Upacara tabuik terdiri dari serangkaian upacara yaitu: 1) upacara mengambil tanah; 2) upacara mengambil dan menebas batang pisang; 3) upacara mengarak jari-jari; 4) upacara mengarak sorban; 5) upacara tabuik naik pangkat; dan diakhiri dengan 6) upacara mengaraktabuik. Beberapa dari rangkaian upacara itu diiringi dengan gandang tambua, seperti pada upacara mengambil tanah, mengambil dan menebas batang pisang, mengarak sorban, mengarak jari-jari, dan prosesi menghoyak tabuik. (Cameron, ibid.).

Foto-foto yang disajikan di sini memperlihatkan cuplikan upacara tabuik pada dekade-dekade awal abad ke-20 di Pariaman. Foto-foto ini berasa dari beberapa koleksi Tropenmuseum di Amsterdam dan juga yang dibuat oleh seorang Belanda yang bernama J. Jongejans. Terlihat belum ada seliweran kabel listrik melintang jalan seperti sekarang yang menghalangi perarakan tabuik. Jumlah tabuik yang diarak mencapai tujuh buah. Terlihat betapa penuh sesaknya jalan utama di kota itu ketika tabuik diarak orang sebelum dibuang ke laut menjelang malam. Ribuan orang, besar-kecil, tua-muda, tumpah-ruah ke jalan seperti samuik tapangkua (semut tercangkul). Namun, sepertinya peserta perarakan tabuik didominasi oleh kaum lelaki. Barangkali kaum perempuan juga ikut, tapi hanya sekedar menyaksikan saja sambil menepi-nepi dari keramaian yang hiruk-pikuk itu. Sampai pertengahan abad ini boleh dikatakan ritual tabuik adalah pesta kaum lelaki. Ini masuk akal karena dimensi historis dan makna simbolisnya yang berhubungan dengan peperangan di zaman Bani Umayyah yang memang lebih banyak melibatkan kaum lelaki.
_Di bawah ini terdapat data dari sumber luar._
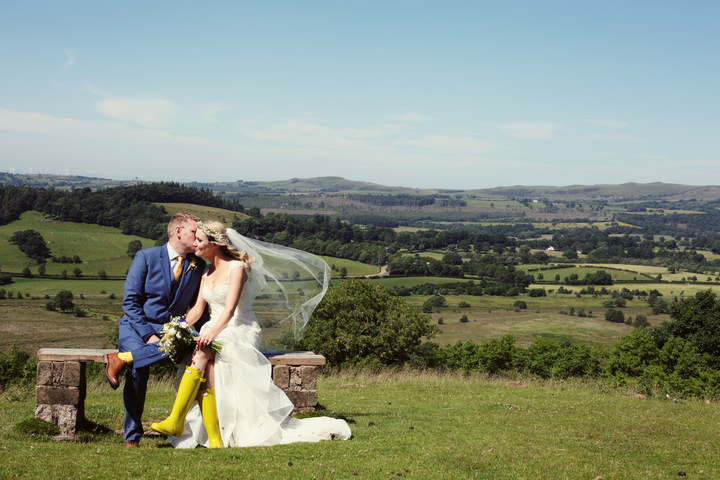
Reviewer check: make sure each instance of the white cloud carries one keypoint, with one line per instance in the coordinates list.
(300, 133)
(70, 59)
(148, 112)
(653, 157)
(447, 144)
(622, 137)
(608, 123)
(531, 130)
(412, 117)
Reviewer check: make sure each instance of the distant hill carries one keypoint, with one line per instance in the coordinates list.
(627, 191)
(337, 185)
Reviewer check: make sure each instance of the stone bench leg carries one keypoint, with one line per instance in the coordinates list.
(60, 394)
(299, 382)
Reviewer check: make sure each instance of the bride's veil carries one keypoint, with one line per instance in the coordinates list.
(285, 287)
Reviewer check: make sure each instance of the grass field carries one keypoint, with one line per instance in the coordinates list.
(405, 425)
(99, 248)
(204, 213)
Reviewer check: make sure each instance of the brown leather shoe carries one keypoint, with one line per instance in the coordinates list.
(113, 366)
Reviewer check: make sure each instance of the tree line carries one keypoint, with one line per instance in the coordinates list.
(130, 209)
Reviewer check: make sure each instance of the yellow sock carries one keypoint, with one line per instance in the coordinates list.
(126, 356)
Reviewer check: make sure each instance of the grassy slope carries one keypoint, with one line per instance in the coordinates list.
(407, 425)
(100, 248)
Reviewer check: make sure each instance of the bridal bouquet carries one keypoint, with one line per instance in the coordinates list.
(178, 339)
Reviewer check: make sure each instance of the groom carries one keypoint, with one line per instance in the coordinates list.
(162, 282)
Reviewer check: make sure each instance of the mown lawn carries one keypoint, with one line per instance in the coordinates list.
(405, 425)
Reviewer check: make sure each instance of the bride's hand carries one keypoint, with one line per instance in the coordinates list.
(205, 340)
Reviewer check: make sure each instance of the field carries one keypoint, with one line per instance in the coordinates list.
(405, 425)
(99, 248)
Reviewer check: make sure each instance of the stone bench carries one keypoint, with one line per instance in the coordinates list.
(62, 385)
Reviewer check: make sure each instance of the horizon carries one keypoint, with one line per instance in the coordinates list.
(463, 95)
(364, 181)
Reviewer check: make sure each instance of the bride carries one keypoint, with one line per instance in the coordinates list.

Sekarang ritual tabuik masih tetap diadakan setiap tahun di Pariaman, tapi tidak lagi semeriah dulu. Kadang-kadang masyarakat kekurangan dana untuk membuat tabuik. Ada pula terdengar kritik dari golongan Islam puritan: bahwa ritual tabuik harus dihapuskan karena tidak sesuai dengan Islam. Sejak dulu orang-orang yang menganut agama secara puritan dan memakai paham kacamata kuda selalu ingkin pentang kamari bedo dan mengalami masalah dengan kebudayaan nenek moyangnya sendiri dan modernisme yang dibawa oleh kemajuan sains dan teknologi.


Sebagai bagian dari tradisi, biarkanlah pesta tabuik tetap hidup di Pariaman. Toh, karena tabuik pula Pariaman menjadi ramai, seperti terefleksi dalam sebait pantun dalam lagu Kim yang khas Pariaman itu: Pariaman tadanga langang /Dek tabuik makonyo rami / Tuan di rantau tadanga sanang / Baolah japuik badan kami..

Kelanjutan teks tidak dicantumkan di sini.